Here is how I am generating the mesh

import numpy as np
import matplotlib.pyplot as plt
import festim as F
from fenics import RectangleMesh, MeshFunction, Point, CompiledSubDomain, plot
from scipy.constants import Avogadro
from dolfin import *
from mshr import *

left_id = 1
top_id = 2
bottom_id = 3
outer_surface_id = 4
inner_surface_id = 5

outer_layer_id = 1
inner_layer_id = 2

def create_mesh(width, height, inner_radius, outer_radius, n):
    y_min = -height/2
    y_max = height/2
    x_max = width/2
    
    tol = 1e-14
    
    class InnerSemiCircleBoundary(SubDomain):
        def inside(self, x, on_boundary):
            return on_boundary and  near((x[0]-x_max)*(x[0]-x_max)+(x[1]*x[1]), inner_radius*inner_radius, tol)

    class OuterSemiCircleBoundary(SubDomain):
        def inside(self, x, on_boundary):
            return on_boundary and near((x[0]-x_max)*(x[0]-x_max)+(x[1]*x[1]), outer_radius*outer_radius, tol)
    
    base = Rectangle(Point(0, y_min), Point(x_max, y_max))
    
    inner_circle = Circle(Point(x_max, 0), inner_radius)

    domain = base - inner_circle

    full_mesh = generate_mesh(domain, n)

    surface_markers = MeshFunction("size_t", full_mesh, full_mesh.topology().dim()-1)
    surface_markers.set_all(0)

    inner_circle_boundary = InnerSemiCircleBoundary()
    outer_circle_boundary = OuterSemiCircleBoundary()

    left_surface = CompiledSubDomain('near(x[0], 0, tol)', tol = tol)
    top_surface = CompiledSubDomain('near(x[1], y_max, tol)', y_max=y_max, tol = tol)
    bottom_surface = CompiledSubDomain('near(x[1], y_min, tol)', y_min = y_min, tol = tol)
  
    left_surface.mark(surface_markers, left_id)
    top_surface.mark(surface_markers, top_id)
    bottom_surface.mark(surface_markers, bottom_id)
    inner_circle_boundary.mark(surface_markers, inner_surface_id)
    outer_circle_boundary.mark(surface_markers, outer_surface_id)
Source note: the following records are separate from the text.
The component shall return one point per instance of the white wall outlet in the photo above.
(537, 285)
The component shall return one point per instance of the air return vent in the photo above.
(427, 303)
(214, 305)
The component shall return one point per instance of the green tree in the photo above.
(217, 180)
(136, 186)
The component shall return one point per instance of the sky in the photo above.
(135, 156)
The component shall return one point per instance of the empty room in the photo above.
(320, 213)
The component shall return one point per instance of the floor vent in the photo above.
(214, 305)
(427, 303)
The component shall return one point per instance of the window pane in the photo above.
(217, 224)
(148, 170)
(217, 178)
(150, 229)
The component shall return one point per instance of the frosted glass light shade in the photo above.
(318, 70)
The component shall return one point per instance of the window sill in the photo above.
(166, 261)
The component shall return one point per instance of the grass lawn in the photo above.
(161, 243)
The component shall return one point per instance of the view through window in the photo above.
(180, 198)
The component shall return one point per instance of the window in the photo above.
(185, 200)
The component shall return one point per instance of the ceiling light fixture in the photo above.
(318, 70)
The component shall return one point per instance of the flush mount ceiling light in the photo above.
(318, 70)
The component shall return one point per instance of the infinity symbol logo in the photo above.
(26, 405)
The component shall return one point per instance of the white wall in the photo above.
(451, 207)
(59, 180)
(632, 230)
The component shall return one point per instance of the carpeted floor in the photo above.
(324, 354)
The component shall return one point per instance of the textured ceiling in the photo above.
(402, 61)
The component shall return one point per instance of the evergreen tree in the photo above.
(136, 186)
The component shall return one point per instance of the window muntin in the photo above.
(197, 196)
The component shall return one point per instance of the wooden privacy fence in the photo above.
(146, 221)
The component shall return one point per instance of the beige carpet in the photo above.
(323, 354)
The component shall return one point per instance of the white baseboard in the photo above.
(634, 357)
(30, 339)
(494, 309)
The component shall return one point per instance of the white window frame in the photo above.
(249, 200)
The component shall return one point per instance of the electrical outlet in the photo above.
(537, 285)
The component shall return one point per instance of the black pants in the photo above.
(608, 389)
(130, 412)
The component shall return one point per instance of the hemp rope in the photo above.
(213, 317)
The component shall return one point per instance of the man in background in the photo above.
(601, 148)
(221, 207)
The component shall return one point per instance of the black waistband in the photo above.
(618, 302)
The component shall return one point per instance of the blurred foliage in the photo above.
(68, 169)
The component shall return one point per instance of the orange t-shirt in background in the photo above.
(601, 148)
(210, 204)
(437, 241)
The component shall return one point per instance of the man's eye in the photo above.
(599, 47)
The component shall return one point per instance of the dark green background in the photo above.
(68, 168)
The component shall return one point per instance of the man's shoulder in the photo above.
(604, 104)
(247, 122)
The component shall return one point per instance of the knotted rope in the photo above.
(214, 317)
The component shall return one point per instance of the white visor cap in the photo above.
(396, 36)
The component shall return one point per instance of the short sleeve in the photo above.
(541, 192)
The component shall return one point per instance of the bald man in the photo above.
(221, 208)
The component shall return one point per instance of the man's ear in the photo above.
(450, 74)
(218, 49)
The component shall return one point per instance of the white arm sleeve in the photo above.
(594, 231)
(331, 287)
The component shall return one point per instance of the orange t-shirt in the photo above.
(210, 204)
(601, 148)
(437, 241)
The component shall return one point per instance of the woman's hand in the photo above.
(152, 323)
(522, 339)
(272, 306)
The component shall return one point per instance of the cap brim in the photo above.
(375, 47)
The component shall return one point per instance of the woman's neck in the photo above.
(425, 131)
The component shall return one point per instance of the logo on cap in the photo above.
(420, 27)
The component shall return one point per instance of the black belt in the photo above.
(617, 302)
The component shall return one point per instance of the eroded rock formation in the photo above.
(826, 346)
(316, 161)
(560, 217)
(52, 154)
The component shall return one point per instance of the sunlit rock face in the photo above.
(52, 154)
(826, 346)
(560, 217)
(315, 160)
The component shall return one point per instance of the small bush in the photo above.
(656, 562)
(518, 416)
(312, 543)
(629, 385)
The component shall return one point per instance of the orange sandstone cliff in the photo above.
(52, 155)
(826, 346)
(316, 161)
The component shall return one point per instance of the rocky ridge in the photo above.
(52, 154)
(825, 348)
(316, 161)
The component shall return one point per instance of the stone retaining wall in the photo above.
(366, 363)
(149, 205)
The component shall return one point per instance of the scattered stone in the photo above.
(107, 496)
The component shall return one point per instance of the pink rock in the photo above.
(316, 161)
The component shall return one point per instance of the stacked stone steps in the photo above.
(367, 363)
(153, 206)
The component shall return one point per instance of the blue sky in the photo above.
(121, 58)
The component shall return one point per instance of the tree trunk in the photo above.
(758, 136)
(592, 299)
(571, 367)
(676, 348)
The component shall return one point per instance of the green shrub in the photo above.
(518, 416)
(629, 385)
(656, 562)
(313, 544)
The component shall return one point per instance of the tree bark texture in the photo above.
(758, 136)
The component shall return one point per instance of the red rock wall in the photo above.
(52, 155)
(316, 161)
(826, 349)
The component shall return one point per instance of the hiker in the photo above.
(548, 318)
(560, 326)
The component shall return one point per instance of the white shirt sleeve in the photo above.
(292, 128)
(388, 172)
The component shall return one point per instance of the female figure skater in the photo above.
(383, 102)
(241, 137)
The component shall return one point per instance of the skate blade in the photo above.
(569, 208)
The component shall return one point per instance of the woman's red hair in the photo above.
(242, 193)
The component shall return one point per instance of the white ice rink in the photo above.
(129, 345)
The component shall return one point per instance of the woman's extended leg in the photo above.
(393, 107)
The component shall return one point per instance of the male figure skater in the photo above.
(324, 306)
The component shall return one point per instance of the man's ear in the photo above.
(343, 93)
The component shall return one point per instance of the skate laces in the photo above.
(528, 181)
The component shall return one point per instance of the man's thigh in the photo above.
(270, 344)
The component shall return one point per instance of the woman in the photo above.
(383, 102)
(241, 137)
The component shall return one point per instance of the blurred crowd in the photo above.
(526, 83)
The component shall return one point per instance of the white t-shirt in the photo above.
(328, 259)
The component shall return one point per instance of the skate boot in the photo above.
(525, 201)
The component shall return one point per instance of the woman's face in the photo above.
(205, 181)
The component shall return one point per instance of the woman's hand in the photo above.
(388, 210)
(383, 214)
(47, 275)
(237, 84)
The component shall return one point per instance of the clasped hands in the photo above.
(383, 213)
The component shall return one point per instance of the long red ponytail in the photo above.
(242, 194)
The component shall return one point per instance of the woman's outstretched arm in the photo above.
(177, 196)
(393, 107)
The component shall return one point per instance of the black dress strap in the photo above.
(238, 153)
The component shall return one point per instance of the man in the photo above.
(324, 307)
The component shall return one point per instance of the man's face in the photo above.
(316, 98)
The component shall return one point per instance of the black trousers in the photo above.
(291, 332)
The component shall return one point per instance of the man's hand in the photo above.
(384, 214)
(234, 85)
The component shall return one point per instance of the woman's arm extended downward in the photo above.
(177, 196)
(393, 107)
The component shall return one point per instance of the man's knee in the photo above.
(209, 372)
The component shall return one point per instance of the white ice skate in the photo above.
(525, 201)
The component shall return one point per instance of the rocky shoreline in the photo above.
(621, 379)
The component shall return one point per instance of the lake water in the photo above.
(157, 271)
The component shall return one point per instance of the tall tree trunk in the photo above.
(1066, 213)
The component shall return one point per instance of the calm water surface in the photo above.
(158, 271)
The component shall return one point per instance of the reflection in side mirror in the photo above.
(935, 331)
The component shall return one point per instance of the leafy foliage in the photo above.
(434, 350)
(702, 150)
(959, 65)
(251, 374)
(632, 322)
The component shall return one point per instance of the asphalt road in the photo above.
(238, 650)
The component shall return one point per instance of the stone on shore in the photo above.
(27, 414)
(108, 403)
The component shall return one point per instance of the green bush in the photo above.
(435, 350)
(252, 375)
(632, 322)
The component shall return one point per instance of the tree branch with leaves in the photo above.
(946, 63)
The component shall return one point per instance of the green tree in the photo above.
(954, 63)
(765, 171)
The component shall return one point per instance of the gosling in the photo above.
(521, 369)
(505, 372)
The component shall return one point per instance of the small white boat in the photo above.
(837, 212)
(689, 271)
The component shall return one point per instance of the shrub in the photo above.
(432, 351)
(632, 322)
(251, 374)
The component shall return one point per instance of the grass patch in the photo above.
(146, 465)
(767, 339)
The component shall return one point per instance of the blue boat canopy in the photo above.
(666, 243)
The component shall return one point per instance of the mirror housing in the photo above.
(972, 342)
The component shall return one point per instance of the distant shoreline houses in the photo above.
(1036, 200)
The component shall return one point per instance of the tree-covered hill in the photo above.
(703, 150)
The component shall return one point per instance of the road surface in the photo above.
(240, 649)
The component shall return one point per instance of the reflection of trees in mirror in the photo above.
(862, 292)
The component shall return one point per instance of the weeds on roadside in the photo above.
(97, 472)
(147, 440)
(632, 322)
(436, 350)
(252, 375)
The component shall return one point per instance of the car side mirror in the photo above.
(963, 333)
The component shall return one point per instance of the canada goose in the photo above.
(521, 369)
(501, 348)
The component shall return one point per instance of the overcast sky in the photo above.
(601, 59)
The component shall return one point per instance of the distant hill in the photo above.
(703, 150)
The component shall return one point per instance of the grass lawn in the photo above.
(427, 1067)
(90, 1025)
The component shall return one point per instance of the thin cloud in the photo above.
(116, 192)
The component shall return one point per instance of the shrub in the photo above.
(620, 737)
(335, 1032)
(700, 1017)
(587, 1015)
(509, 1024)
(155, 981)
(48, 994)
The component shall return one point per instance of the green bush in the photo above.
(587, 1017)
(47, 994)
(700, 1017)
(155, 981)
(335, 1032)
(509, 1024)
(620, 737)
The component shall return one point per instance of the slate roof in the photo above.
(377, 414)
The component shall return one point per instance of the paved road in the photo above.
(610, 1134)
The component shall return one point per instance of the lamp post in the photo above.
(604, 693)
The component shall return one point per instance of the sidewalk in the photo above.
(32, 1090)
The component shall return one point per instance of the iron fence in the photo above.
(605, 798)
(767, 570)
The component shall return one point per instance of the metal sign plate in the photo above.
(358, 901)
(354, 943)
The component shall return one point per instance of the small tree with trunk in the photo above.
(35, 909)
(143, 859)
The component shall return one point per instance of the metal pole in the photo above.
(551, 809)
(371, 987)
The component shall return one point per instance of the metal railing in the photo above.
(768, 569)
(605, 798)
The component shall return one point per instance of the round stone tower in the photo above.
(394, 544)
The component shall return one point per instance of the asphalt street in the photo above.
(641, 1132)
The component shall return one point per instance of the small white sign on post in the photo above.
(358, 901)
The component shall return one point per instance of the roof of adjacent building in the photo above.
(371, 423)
    volume_markers = MeshFunction("size_t", full_mesh, full_mesh.topology().dim())
    volume_markers.set_all(1)

    outer_layer_volume = CompiledSubDomain('(x[0]-x_max)*(x[0]-x_max)+x[1]*x[1]>outer_radius*outer_radius+tol',
                                           outer_radius = outer_radius,x_max = x_max, y_min = y_min, y_max = y_max, tol = tol)
    inner_layer_volume = CompiledSubDomain('(x[0]-x_max)*(x[0]-x_max)+x[1]*x[1] < outer_radius*outer_radius-tol',
                                        x_max = x_max, outer_radius=outer_radius, inner_radius = inner_radius, tol=tol)
       
    outer_layer_volume.mark(volume_markers, outer_layer_id)
    inner_layer_volume.mark(volume_markers, inner_layer_id)
    
    return full_mesh, surface_markers, volume_markers

and then I am trying to run this through the following FESTIM simulation

def simulation(width, height, outer_radius, inner_radius, flux, mean_depth, temperatures, abs_tolerance, rel_tolerance, n, simulation_time, folder):
   tungsten = F.Material(id = 1,
                         D_0 = 1.5e-7,
                         E_D = 0.265,
                         S_0 = 2.7e24,
                         E_S = 1.14,
                         thermal_cond = 173)
   
   cucrzr = F.Material(id=2,
                       D_0=4.8e-7,
                       E_D = 0.42,
                       S_0=4.27e23,
                       E_S=0.39,
                       thermal_cond = 320)

   mesh, surface_markers, volume_markers = create_mesh(width, height, inner_radius, outer_radius, n)

   model = F.Simulation()

   model.mesh=F.Mesh(mesh=mesh, surface_markers=surface_markers, volume_markers=volume_markers)

   model.materials = [tungsten, cucrzr]

   model.T = F.HeatTransferProblem(transient = False)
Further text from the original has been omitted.